7. But there is one more point full of instruction in the conduct of Boaz--his consideration of the gleaners. Some farmers close their gates altogether against the gleaner, and many are strict in their injunctions that but little shall be left for the poor. Yet surely the prayers of the poor, when genuine and honest, bring a blessing upon all around them, and what is given to them is but a loan to God. (E. Monro, M. A. )
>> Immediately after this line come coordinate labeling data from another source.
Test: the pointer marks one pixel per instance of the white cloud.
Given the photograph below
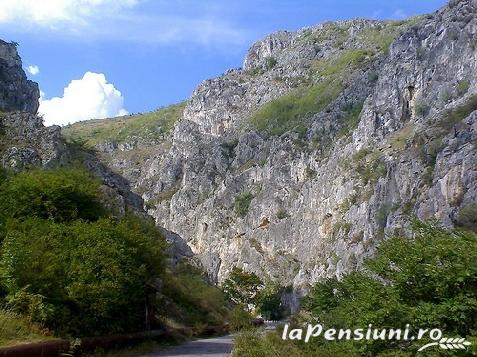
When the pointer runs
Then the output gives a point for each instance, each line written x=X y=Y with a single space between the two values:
x=53 y=12
x=33 y=70
x=163 y=22
x=91 y=97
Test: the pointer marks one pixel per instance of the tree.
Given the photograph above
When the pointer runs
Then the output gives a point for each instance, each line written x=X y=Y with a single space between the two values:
x=242 y=287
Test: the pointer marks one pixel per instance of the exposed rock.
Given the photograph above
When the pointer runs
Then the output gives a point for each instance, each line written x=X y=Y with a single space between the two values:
x=319 y=200
x=16 y=92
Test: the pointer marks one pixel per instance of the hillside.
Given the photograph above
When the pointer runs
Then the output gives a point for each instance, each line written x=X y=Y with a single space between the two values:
x=326 y=142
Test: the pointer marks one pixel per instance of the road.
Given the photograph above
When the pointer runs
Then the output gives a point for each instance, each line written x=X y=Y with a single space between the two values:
x=211 y=347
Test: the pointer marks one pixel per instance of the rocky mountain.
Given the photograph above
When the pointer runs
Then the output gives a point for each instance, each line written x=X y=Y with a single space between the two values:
x=326 y=142
x=16 y=92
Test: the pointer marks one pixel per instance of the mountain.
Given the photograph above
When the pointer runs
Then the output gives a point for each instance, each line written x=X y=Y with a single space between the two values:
x=327 y=141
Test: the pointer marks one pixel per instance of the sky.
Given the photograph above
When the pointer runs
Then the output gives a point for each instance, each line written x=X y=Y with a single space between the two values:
x=105 y=58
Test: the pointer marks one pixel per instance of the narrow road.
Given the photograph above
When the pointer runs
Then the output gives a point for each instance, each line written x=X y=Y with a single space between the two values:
x=211 y=347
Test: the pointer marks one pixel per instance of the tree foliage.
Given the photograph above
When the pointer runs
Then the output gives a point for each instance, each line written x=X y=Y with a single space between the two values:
x=64 y=264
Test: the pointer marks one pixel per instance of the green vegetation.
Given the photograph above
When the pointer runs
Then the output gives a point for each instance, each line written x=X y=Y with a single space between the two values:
x=282 y=214
x=242 y=203
x=422 y=109
x=467 y=218
x=428 y=280
x=270 y=62
x=342 y=65
x=351 y=118
x=69 y=266
x=15 y=328
x=242 y=287
x=188 y=301
x=310 y=173
x=149 y=126
x=290 y=112
x=369 y=166
x=381 y=37
x=456 y=115
x=463 y=87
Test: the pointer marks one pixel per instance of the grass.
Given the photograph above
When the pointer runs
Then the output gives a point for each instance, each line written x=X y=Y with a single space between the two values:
x=456 y=115
x=351 y=118
x=242 y=203
x=402 y=138
x=290 y=112
x=189 y=301
x=150 y=126
x=463 y=87
x=381 y=38
x=16 y=329
x=342 y=65
x=282 y=214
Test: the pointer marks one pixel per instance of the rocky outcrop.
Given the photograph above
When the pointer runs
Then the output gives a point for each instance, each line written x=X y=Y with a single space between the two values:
x=16 y=92
x=382 y=127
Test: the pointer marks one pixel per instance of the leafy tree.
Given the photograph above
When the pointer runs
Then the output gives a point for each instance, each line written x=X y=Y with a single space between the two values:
x=242 y=287
x=91 y=276
x=269 y=303
x=60 y=195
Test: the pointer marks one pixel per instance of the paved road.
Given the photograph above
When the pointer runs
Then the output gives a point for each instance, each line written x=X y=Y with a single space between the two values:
x=212 y=347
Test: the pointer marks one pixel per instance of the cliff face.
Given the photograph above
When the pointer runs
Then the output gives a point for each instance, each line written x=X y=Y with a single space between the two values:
x=327 y=141
x=16 y=92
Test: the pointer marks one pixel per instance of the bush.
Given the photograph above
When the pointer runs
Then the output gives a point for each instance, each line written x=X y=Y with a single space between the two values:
x=456 y=115
x=60 y=195
x=422 y=109
x=289 y=112
x=463 y=87
x=240 y=319
x=467 y=218
x=242 y=203
x=428 y=281
x=189 y=300
x=15 y=328
x=242 y=287
x=81 y=277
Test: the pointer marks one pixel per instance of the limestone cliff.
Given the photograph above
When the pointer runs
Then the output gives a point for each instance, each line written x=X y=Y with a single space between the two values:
x=16 y=92
x=327 y=140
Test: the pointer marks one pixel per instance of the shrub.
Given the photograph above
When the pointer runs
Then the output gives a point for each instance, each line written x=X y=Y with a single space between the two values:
x=150 y=126
x=463 y=87
x=350 y=119
x=90 y=276
x=422 y=109
x=15 y=328
x=310 y=174
x=428 y=280
x=187 y=299
x=242 y=203
x=242 y=287
x=270 y=62
x=456 y=115
x=467 y=218
x=289 y=112
x=60 y=195
x=282 y=214
x=240 y=319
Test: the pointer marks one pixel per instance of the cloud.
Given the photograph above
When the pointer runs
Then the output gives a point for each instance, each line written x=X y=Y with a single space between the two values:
x=53 y=12
x=33 y=70
x=91 y=97
x=158 y=22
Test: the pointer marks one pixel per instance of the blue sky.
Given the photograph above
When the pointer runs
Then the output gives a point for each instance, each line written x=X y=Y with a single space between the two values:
x=155 y=52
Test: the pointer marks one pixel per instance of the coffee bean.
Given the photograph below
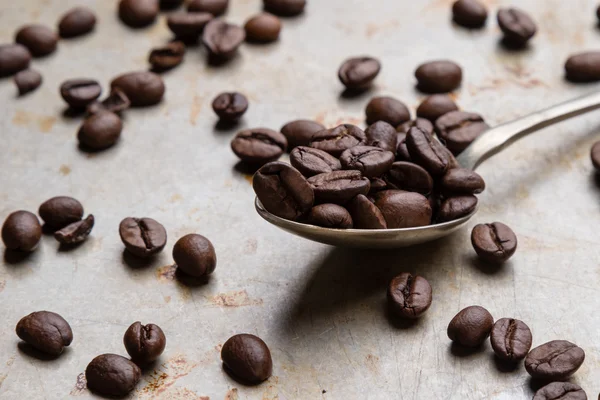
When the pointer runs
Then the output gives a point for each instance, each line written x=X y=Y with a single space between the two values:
x=143 y=237
x=76 y=232
x=13 y=58
x=283 y=191
x=230 y=106
x=141 y=88
x=469 y=13
x=39 y=39
x=138 y=13
x=258 y=146
x=167 y=57
x=76 y=22
x=403 y=209
x=195 y=255
x=46 y=331
x=511 y=339
x=144 y=343
x=27 y=81
x=554 y=361
x=471 y=326
x=112 y=375
x=21 y=231
x=560 y=391
x=409 y=296
x=100 y=131
x=60 y=211
x=79 y=93
x=494 y=243
x=358 y=73
x=435 y=106
x=339 y=139
x=330 y=216
x=438 y=76
x=516 y=25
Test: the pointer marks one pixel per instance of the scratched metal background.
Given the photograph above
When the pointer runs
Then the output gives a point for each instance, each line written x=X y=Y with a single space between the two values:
x=320 y=309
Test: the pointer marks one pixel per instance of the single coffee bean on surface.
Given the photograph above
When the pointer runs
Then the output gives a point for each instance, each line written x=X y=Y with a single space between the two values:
x=283 y=191
x=248 y=358
x=144 y=343
x=142 y=237
x=46 y=331
x=21 y=231
x=76 y=22
x=195 y=255
x=358 y=73
x=112 y=375
x=471 y=326
x=409 y=296
x=494 y=243
x=554 y=361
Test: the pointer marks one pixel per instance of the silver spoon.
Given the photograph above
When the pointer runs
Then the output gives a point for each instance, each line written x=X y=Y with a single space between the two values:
x=490 y=143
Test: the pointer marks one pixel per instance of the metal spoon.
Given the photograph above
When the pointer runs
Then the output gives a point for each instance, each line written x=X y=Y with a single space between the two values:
x=490 y=143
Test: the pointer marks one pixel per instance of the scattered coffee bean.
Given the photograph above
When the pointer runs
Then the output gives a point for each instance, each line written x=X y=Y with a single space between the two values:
x=471 y=326
x=112 y=375
x=283 y=191
x=248 y=358
x=195 y=255
x=143 y=237
x=21 y=231
x=494 y=243
x=554 y=361
x=144 y=343
x=46 y=331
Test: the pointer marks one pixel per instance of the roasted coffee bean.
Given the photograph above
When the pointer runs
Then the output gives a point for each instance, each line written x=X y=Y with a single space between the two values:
x=39 y=39
x=387 y=109
x=471 y=326
x=258 y=146
x=516 y=25
x=76 y=22
x=112 y=375
x=560 y=391
x=312 y=162
x=511 y=339
x=403 y=209
x=338 y=187
x=27 y=81
x=248 y=358
x=60 y=211
x=435 y=106
x=79 y=93
x=359 y=72
x=330 y=216
x=138 y=13
x=283 y=191
x=554 y=361
x=195 y=255
x=230 y=106
x=339 y=139
x=494 y=242
x=469 y=13
x=409 y=296
x=370 y=161
x=143 y=237
x=100 y=131
x=76 y=232
x=21 y=231
x=141 y=88
x=46 y=331
x=167 y=57
x=144 y=343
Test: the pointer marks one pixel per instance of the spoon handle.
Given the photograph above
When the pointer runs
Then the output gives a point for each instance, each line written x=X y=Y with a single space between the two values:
x=497 y=139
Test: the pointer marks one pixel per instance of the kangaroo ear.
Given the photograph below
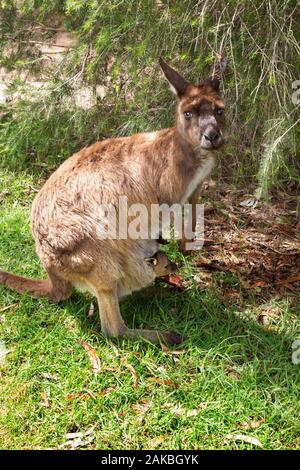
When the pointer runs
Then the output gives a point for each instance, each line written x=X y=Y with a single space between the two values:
x=177 y=83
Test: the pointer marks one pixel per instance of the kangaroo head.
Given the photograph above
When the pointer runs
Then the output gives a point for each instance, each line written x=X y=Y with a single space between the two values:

Business to be sanctified by religion

Our forefathers symbolised a beautiful truth when in our old market towns they erected a market cross. As if to teach the buyers and sellers to order their actions and to sanctify their gains by the remembrance of a crucified Saviour. In the orders which God gave for the encampment of Israel during their pilgrimage to Canaan it was provided that every part of the camp looked towards the tabernacle. And thus God taught them ever to remember that He was in their midst, and that before Him they must walk day by day. (Aubrey C. Price, B. A.)

Piety with courtesy

Piety not only stands with humanity and civil courtesy, but also exacteth and requireth it (Matthew 12:1.; 1 Peter 3:8; Luke 10:5). God hath, His ethics, and commandeth good manners as well as good conscience. Affability and courtesy is the way to win others; men’s minds are taken with it, as passengers’ eyes are with fair flowers in the springtide; whereas a harsh, sullen, sour, churlish conversation is very distasteful to all, galleth the best (witness David, 1 Samuel 25:1.), and openeth bad men’s mouths to speak evil of religion. (J. Trapp.)